I've tested the changes shown in Figures 3.2 and 3.3 with TASM and Borland C++ 4.0, and also with the latest MASM and Microsoft C/C++ compiler.
For those of you who wish to pursue the mechanics of code measurement further, one good article about measuring code performance with the 8253 timer is "Programming Insight: High-Performance Software Analysis on the IBM PC," by Byron Sheppard, which appeared in the January, 1987 issue of Byte. For complete if somewhat cryptic information on the 8253 timer itself, I refer you to Intel's Microsystem Components Handbook, which is also a useful reference for a number of other PC components, including the 8259 Programmable Interrupt Controller and the 8237 DMA Controller. For details about the way the 8253 is used in the PC, as well as a great deal of additional information about the PC's hardware and BIOS resources, I suggest you consult IBM's series of technical reference manuals for the PC, XT, AT, Model 30, and microchannel computers, such as the Models 50, 60, and 80.
For our purposes, however, it's not critical that you understand exactly how the Zen timer works. All you really need to know is what the Zen timer can do and how to use it, and we've accomplished that in this chapter.

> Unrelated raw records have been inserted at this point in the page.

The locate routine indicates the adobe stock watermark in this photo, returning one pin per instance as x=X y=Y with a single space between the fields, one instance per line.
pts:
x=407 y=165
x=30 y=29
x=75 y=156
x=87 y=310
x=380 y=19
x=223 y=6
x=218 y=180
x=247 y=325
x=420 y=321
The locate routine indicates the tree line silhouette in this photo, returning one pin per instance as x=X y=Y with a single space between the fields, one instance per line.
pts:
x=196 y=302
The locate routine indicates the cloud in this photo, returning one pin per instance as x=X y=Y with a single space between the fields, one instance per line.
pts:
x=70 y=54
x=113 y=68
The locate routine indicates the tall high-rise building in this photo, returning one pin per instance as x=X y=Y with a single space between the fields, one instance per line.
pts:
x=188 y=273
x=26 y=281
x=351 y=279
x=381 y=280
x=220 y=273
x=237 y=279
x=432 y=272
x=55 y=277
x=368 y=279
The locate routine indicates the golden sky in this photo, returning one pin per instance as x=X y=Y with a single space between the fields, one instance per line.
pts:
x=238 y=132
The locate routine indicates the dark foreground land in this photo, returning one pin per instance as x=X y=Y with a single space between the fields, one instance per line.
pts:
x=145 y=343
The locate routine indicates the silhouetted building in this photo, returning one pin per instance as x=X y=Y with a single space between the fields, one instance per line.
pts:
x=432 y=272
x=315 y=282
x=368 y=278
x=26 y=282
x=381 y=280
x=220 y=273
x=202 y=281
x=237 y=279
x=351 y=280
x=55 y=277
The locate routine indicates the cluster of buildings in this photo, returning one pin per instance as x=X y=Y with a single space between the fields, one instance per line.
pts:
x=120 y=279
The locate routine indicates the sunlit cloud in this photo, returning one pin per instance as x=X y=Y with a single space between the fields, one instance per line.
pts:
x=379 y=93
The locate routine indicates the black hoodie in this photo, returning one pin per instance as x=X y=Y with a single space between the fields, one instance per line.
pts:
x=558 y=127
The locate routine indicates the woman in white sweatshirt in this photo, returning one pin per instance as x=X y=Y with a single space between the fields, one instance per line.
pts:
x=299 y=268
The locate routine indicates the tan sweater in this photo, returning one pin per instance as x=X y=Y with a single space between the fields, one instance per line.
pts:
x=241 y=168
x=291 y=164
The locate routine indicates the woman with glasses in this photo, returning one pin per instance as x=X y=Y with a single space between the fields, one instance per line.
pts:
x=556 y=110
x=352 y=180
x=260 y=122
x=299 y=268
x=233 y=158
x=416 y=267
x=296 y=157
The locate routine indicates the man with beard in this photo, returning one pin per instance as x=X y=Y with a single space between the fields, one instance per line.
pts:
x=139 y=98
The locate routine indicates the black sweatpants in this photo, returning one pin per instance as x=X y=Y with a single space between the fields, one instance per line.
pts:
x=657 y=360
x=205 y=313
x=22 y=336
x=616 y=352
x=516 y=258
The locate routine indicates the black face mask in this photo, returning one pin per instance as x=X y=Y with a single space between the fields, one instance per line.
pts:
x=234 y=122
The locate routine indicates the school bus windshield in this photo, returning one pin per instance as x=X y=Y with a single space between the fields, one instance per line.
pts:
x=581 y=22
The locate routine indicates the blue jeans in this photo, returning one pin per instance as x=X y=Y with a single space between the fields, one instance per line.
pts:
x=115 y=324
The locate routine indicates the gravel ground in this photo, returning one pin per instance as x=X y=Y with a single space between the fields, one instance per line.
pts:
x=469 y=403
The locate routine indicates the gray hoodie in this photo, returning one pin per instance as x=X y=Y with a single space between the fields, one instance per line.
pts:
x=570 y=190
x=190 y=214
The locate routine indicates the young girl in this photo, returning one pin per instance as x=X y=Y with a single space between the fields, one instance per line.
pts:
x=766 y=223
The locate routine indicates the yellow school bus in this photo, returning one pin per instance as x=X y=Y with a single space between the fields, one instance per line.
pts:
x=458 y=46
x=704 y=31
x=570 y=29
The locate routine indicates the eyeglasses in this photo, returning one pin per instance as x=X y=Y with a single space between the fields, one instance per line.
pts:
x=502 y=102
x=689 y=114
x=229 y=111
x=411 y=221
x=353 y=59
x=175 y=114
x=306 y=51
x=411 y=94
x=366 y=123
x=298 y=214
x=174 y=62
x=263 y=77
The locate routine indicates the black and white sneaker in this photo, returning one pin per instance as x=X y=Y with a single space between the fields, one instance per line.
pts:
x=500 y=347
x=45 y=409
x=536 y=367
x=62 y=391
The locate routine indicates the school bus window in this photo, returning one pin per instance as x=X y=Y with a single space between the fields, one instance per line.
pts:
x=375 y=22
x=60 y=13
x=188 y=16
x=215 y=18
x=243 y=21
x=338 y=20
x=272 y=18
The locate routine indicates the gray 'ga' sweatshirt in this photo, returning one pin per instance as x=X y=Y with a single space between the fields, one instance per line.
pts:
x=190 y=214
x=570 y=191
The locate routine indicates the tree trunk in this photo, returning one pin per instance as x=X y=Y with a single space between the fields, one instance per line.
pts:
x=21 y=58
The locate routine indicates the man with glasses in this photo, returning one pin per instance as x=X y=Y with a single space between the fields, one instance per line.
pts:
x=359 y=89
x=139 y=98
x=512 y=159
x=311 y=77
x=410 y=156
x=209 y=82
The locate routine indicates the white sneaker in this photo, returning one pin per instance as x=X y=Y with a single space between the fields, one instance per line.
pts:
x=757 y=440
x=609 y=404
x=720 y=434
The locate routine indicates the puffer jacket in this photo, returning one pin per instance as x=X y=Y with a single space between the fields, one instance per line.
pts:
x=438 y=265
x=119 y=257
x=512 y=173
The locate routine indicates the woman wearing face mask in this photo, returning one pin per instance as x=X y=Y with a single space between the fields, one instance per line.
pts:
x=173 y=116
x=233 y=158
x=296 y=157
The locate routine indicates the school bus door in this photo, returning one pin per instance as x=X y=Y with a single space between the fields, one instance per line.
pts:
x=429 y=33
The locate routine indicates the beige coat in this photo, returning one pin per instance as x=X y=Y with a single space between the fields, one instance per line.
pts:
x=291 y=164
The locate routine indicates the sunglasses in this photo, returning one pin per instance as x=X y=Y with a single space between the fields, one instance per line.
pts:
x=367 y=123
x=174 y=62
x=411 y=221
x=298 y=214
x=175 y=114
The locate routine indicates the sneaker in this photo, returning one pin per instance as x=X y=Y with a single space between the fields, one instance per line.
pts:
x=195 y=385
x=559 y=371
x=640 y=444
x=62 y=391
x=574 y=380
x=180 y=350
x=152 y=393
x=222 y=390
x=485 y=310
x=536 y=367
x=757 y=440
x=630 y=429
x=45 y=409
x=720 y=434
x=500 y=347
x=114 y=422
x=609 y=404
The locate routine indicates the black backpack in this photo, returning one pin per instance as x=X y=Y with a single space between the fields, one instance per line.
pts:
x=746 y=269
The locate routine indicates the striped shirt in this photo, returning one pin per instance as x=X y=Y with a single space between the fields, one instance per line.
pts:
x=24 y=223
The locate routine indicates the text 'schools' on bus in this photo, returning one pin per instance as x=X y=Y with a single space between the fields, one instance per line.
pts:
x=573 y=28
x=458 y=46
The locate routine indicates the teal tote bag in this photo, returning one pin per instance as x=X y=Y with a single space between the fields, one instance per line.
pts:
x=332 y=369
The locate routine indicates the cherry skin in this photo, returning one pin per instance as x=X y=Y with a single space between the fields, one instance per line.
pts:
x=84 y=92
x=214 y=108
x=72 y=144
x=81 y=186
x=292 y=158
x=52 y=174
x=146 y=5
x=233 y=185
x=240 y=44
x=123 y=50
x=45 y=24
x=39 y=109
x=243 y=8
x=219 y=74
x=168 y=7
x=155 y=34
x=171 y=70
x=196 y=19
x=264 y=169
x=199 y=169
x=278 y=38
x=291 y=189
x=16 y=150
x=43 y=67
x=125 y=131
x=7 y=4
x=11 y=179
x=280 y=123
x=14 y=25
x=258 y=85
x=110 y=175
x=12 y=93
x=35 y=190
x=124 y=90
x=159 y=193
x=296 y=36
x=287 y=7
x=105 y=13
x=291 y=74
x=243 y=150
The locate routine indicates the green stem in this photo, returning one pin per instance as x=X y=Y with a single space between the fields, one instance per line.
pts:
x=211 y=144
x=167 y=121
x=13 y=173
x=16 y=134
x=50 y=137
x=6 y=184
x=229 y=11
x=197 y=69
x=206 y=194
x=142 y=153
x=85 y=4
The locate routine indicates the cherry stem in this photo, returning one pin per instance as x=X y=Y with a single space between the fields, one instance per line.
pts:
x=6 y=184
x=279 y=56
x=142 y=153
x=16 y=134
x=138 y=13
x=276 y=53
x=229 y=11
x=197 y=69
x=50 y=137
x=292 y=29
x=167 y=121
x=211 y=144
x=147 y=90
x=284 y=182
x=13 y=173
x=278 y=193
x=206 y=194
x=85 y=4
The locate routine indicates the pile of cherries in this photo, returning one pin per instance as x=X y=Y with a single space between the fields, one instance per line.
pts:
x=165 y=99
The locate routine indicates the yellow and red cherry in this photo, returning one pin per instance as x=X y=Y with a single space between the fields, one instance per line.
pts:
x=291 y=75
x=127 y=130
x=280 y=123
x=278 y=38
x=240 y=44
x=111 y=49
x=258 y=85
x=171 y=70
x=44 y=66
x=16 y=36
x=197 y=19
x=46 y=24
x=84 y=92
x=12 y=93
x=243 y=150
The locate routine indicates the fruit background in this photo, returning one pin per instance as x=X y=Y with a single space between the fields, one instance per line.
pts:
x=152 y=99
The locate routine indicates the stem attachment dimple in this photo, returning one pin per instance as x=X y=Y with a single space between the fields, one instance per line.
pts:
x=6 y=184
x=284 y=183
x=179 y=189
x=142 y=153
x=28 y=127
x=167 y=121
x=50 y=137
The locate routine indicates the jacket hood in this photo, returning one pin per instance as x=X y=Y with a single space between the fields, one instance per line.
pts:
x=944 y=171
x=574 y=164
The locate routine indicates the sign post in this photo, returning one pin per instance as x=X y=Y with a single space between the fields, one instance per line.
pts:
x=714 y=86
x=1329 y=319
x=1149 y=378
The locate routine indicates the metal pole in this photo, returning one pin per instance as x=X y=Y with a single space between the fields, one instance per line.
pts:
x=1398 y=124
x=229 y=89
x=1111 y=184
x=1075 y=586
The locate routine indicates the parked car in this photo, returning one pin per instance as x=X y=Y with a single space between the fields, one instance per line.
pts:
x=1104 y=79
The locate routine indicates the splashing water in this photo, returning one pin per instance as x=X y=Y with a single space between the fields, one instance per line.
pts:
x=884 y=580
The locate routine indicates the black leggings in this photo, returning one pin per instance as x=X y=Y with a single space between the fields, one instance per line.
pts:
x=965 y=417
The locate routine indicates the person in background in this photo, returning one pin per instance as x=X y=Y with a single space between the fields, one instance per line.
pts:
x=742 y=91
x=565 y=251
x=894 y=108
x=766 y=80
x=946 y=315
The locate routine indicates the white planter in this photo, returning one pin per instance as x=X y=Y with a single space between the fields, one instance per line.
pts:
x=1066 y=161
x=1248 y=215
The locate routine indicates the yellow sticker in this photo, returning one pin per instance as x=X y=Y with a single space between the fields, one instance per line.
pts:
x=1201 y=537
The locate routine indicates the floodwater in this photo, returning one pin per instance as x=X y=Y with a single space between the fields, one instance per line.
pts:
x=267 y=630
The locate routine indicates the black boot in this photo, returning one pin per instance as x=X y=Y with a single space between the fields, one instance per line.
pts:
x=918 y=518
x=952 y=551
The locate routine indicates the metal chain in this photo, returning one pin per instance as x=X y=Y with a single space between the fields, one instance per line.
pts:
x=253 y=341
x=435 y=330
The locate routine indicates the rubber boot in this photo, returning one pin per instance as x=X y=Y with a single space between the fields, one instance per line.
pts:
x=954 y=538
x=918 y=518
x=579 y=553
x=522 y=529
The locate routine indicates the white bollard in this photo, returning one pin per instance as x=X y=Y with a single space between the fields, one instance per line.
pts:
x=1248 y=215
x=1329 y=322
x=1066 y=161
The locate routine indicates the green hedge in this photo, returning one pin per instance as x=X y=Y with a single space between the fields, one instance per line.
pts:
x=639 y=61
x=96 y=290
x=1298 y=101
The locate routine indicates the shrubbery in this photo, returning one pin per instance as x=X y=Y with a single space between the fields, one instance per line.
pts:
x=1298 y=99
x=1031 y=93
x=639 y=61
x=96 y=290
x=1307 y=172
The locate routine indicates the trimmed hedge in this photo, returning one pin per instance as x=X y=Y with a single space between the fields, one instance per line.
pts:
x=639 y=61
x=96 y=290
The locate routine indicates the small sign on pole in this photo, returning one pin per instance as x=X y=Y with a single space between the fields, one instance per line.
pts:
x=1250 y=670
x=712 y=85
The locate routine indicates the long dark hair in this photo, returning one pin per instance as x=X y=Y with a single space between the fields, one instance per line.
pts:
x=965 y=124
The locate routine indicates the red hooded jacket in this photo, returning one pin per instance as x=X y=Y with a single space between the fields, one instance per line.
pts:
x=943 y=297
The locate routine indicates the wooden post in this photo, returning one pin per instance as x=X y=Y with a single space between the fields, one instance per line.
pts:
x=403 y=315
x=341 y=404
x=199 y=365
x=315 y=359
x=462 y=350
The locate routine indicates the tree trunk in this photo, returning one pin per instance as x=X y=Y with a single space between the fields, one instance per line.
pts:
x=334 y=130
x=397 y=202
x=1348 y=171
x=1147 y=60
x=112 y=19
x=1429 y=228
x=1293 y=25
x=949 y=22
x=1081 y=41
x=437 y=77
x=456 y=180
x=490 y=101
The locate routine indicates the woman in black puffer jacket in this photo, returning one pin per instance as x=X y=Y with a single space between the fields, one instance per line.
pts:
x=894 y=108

The Zen timer is not perfect. For one thing, the finest resolution to which it can measure an interval is at best about 1µs, a period of time in which a 66 MHz Pentium computer can execute as many as 132 instructions (although an 8088-based PC would be hard-pressed to manage two instructions in a microsecond). Another problem is that the timing code itself interferes with the state of the prefetch queue and processor cache at the start of the code being timed, because the timing code is not necessarily fetched and does not necessarily access memory in exactly the same time sequence as the code immediately preceding the code under measurement normally does. This prefetch effect can introduce as much as 3 to 4 µs of inaccuracy. Similarly, the state of the prefetch queue at the end of the code being timed affects how long the code that stops the timer takes to execute. Consequently, the Zen timer tends to be more accurate for longer code sequences, since the relative magnitude of the inaccuracy introduced by the Zen timer becomes less over longer periods.
Imperfections notwithstanding, the Zen timer is a good tool for exploring C code and x86 family assembly language, and it's a tool we'll use frequently for the remainder of this book.